Member of Parliament, Lok Sabha
- In office 1977–1980
- Preceded by: Chaudhary Nitiraj Singh
- Succeeded by: Rameshwar Neekhra
- In office 1962–1967
- Succeeded by: Chaudhary Nitiraj Singh
- In office 1952–1957
- Constituency: Narmadapuram, Madhya Pradesh

Personal details
- Born: 13 July 1907 Mangalore, Madras Presidency, British India (now Karnataka, India)
- Died: 1982 (aged 74–75)
- Party: Janata Party
- Other political affiliations: Praja Socialist Party

= Hari Vishnu Kamath =

Indian politician

Hari Vishnu Kamath (13 July 1907 – 1982) was an Indian politician and member of the Constituent Assembly of India. He was elected to the lower House of Parliament, the Lok Sabha, from Narmadapuram (Hoshangabad), Madhya Pradesh, thrice. In 1952 and 1962, he was elected as a member of Praja Socialist Party. And in 1977, he was elected as a member of Janata Party. He was the losing candidate in 1957 and 1967.

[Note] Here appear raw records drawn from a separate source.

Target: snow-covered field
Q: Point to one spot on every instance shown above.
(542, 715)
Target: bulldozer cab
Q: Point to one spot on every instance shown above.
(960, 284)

Kamath qualified for the Indian Civil Service in 1938 but he left the job to join the independence movement and joined the Forward Bloc.

He was imprisoned at Seoni Central Jail in connection with the Freedom Struggle with Prabhudayal Vidyarthi and spoke strongly against the atrocities of British on his release.